Lissabon - Noch lange nach Spielschluss stand Khalid Boulahrouz bei den Fans des VfB Stuttgart und diskutierte mit ihnen über das 1:2 gegen Benfica. Alle waren sich einig, dass diese Niederlage vermeidbar war.

Doch auch wenn sich Boulahrouz direkt nach dem Abpfiff verärgert die Haare raufte, so blickte er nach dem Duschen schon wieder positiv in die Zukunft. "Wir haben uns als Mannschaft präsentiert und sind nicht eingebrochen. Dadurch haben wir wieder Selbstvertrauen getankt", sagte er im bundesliga.de-Interview.

bundesliga.de: Herr Boulahrouz, Ihr Trainer hat vor dem Spiel gesagt, dass er mit einem knappen Ergebnis zufrieden wäre, wenn der VfB denn auch ein Tor schießt. Darf Stuttgart also mit dem 1:2 zufrieden sein?

Khalid Boulahrouz: Aufgrund des Spielverlaufs können wir das nicht sein. Wir haben Benfica in der ersten Halbzeit unter Druck gesetzt und waren die bessere Mannschaft. Dann kommen wir aus der Kabine und machen zu viele einfache Fehler. Das darf uns nicht passieren. Dass man dann irgendwann unter Druck gerät, ist die logische Konsequenz.

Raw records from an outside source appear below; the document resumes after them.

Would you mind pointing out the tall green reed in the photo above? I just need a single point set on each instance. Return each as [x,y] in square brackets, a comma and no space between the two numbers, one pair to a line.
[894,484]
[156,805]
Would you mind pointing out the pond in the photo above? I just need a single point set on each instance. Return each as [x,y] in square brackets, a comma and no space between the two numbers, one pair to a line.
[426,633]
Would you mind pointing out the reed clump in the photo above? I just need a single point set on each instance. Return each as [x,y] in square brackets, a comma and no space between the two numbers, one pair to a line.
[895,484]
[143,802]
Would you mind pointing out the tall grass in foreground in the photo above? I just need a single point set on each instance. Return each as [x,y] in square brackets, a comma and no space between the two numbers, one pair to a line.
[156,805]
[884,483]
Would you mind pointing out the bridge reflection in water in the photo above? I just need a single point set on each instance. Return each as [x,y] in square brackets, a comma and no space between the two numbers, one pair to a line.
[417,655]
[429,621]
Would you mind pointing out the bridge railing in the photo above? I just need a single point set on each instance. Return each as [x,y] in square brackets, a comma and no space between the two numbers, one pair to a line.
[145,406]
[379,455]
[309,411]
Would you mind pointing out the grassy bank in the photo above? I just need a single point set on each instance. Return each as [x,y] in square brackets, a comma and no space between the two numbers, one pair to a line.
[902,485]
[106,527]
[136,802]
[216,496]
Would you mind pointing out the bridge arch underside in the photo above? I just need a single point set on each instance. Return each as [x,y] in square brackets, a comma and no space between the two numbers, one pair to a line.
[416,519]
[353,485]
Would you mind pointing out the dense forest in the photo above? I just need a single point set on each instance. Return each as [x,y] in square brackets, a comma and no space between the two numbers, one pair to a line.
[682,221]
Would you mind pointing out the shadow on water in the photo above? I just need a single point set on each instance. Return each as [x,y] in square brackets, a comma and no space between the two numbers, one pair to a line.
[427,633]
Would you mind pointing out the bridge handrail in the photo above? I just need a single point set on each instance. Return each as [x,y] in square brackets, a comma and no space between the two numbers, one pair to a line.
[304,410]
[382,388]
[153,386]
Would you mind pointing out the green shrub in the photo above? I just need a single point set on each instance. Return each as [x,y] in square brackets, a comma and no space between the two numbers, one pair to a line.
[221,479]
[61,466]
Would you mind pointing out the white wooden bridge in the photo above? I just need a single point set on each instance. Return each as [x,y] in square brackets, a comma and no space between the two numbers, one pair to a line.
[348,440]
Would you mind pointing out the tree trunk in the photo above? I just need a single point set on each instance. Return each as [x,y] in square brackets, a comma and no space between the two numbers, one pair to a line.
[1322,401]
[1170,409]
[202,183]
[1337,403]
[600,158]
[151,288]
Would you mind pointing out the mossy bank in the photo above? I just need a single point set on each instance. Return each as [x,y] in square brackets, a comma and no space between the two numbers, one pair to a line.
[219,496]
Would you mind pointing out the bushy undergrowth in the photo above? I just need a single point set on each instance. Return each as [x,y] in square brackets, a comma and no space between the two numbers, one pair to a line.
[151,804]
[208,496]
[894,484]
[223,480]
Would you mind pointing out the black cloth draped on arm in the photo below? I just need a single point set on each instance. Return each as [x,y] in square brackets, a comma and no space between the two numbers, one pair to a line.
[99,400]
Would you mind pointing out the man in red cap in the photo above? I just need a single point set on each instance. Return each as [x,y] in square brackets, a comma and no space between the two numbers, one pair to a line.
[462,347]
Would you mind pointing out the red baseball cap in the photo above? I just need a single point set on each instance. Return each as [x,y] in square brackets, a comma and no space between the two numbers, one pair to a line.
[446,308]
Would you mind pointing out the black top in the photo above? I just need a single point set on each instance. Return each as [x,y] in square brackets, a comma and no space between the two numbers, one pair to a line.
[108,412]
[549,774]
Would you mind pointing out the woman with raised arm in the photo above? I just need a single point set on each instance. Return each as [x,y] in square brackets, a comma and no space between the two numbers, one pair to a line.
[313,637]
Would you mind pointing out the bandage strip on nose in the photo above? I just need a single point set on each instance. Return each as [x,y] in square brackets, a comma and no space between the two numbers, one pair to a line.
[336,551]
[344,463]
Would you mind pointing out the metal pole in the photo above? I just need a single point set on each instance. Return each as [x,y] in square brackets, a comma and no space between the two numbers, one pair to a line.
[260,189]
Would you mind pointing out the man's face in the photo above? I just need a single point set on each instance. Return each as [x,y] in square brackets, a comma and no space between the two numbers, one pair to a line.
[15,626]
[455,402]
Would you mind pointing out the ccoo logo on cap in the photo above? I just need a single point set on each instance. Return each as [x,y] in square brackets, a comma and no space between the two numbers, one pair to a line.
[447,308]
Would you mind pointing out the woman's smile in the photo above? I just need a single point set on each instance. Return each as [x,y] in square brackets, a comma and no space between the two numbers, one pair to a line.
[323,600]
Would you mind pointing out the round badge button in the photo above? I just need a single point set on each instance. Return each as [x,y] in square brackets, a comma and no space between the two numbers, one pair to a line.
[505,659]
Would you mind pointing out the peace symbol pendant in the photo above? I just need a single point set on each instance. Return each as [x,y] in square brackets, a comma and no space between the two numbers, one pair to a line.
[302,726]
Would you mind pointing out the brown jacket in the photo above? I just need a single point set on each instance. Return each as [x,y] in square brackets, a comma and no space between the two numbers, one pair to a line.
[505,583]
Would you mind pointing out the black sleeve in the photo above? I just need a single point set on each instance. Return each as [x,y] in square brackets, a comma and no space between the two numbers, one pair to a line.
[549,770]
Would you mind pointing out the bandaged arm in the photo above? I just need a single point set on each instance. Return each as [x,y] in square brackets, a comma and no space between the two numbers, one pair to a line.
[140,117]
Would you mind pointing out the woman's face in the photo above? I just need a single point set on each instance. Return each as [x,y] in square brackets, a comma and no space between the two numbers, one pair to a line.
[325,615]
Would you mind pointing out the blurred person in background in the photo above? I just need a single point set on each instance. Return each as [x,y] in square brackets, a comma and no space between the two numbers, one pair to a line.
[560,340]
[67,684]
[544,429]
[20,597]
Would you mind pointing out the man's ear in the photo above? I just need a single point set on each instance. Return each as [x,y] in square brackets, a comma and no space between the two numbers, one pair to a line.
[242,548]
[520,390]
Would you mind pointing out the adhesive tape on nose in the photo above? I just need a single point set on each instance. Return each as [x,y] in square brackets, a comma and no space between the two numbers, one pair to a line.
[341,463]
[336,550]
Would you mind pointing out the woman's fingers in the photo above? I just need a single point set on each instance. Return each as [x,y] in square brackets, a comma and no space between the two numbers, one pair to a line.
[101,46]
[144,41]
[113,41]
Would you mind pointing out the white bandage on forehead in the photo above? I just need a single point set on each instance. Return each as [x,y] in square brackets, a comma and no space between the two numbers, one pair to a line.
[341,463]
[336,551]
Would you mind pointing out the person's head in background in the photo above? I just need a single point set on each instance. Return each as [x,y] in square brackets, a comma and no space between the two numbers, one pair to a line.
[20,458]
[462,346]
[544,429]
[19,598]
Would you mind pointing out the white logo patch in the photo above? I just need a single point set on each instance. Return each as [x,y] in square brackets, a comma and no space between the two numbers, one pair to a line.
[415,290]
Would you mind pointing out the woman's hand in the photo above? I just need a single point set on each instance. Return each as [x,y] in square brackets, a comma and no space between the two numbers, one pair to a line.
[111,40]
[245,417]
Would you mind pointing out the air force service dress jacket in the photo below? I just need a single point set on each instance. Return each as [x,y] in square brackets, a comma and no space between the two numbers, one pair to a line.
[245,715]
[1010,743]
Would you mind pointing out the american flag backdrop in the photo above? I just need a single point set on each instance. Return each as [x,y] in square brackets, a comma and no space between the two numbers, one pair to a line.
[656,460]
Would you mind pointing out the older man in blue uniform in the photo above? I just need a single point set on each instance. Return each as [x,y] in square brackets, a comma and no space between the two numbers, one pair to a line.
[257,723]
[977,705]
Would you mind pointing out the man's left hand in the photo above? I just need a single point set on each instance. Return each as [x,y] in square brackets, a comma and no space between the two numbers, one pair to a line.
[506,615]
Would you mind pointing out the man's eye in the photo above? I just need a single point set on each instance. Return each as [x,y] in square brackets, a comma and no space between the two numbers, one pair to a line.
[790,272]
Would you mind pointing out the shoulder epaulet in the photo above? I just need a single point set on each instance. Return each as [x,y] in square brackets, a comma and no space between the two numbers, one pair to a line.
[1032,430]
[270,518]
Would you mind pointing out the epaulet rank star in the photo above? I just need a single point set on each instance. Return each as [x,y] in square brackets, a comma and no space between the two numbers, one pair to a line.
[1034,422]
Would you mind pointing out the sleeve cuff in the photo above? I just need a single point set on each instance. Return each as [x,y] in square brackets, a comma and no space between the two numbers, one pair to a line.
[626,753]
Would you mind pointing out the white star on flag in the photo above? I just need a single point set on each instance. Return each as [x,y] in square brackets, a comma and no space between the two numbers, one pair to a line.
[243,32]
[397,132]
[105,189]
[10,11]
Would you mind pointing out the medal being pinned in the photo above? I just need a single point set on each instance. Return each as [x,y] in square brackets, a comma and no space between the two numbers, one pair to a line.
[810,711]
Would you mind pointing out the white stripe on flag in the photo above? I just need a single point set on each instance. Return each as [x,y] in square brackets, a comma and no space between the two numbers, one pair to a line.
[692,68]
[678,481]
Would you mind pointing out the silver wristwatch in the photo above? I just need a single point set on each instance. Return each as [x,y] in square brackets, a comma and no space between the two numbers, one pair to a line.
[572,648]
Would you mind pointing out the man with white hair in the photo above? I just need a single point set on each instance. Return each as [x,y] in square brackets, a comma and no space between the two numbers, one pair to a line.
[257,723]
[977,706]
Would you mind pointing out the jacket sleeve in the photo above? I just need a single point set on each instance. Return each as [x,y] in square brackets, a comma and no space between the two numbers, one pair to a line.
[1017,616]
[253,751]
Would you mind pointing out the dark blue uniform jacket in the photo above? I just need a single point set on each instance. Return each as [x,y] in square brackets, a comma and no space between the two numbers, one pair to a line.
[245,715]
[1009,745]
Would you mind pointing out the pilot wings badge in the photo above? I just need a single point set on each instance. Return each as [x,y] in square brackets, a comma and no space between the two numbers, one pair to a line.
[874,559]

bundesliga.de: Spielte da vielleicht auch ein Stück weit Verunsicherung aus dem Liga-Alltag mit?

Boulahrouz: Nein. Wir haben in der zweiten Halbzeit einfach zu oft gegrätscht, anstatt auf den Beinen zu bleiben, um den Gegner zu stellen. Dadurch hatte Benfica immer häufiger eine Überzahlsituation und kam so besser ins Spiel. Dann wird es auch extrem schwierig, sich vernünftig aus der eigenen Hälfte zu befreien.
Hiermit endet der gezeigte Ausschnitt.